Another challenge in sizing up the bang of the buck is the impact of a college or university education apart from the academic field of study. Certain academic institutions are able to significantly add to the success of their graduates based on the network of alumni and a reputation that may or may not evidenced in any particular graduate. Would Clarence Thomas or Sonia Sotomayor be US Supreme Court justices, if they had not gone to Yale Law School? (I am glad that they did, and they are.) I suspect their legal careers would have unfolded very differently, if they were graduates of Hamline University School of Law, St. Paul, MN. Would either be a less competent legal mind, if they had?

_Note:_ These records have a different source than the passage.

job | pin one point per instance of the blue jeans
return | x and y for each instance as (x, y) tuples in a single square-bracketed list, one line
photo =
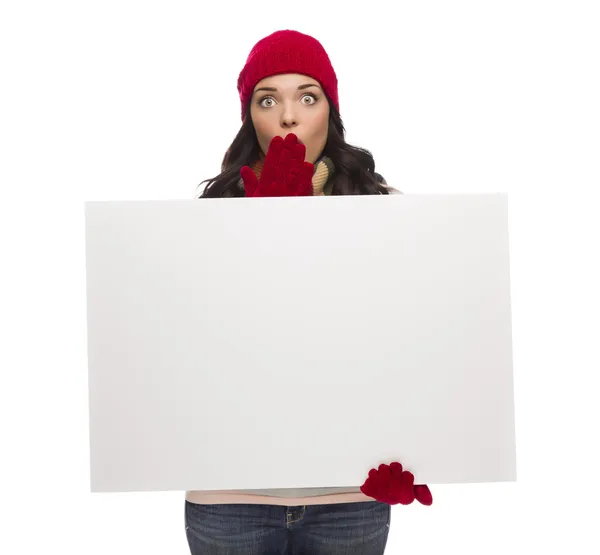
[(337, 529)]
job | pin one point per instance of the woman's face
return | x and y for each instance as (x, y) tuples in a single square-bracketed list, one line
[(291, 103)]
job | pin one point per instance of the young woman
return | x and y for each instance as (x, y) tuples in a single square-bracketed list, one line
[(291, 143)]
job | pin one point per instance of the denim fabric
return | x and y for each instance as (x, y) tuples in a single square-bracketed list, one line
[(239, 529)]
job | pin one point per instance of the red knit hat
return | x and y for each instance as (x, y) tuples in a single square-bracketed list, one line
[(287, 51)]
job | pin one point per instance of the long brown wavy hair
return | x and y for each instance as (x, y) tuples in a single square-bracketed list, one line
[(354, 166)]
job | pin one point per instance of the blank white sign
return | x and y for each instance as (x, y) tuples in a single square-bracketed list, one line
[(258, 343)]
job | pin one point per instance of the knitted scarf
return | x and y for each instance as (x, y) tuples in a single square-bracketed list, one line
[(323, 171)]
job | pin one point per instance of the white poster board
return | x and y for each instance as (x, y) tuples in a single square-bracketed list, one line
[(298, 342)]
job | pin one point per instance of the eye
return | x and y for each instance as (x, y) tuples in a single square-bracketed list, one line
[(262, 100), (314, 98)]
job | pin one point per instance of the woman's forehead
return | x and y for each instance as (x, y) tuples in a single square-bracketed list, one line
[(285, 80)]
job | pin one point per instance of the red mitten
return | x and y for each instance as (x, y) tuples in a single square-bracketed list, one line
[(391, 485), (284, 173)]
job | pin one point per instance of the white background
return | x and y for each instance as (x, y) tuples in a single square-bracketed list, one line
[(132, 100)]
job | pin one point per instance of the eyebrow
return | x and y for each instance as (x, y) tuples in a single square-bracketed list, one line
[(301, 87)]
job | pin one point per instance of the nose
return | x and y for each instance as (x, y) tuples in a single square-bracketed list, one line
[(288, 117)]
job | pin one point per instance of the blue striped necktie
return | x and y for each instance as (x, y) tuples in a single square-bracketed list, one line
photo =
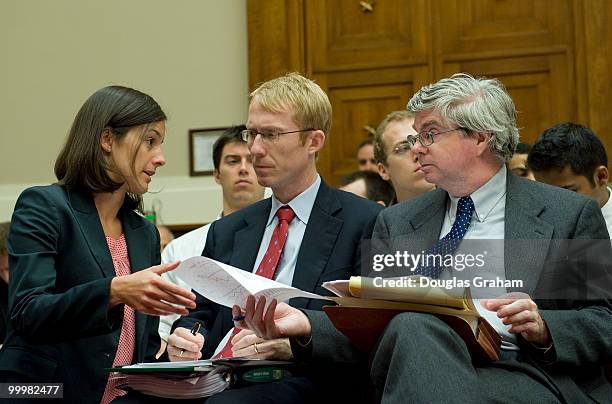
[(449, 243)]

Does the medical profession provide us with an example of the unintended consequences of chasing the big bucks? Forty years ago, the advice was to go to medical school, if one wanted to make big bucks. The evolution of health care and the development of medical specialties with questionable claims to higher rates of reimbursement has left us with a void of family practitioners and pediatricians and other socially less sanctioned specialties.

Recent reports on MBA careers may be another example.

This country needs more good lawyers, physicians, and bankers than can ever be absorbed by Washington, DC legal firms, for-profit cardiac surgery centers, or Wall Street banks. Come to think of it, this country needs good high school chemistry teachers, automotive mechanics, and philosophers--to name just a few--again in my judgement.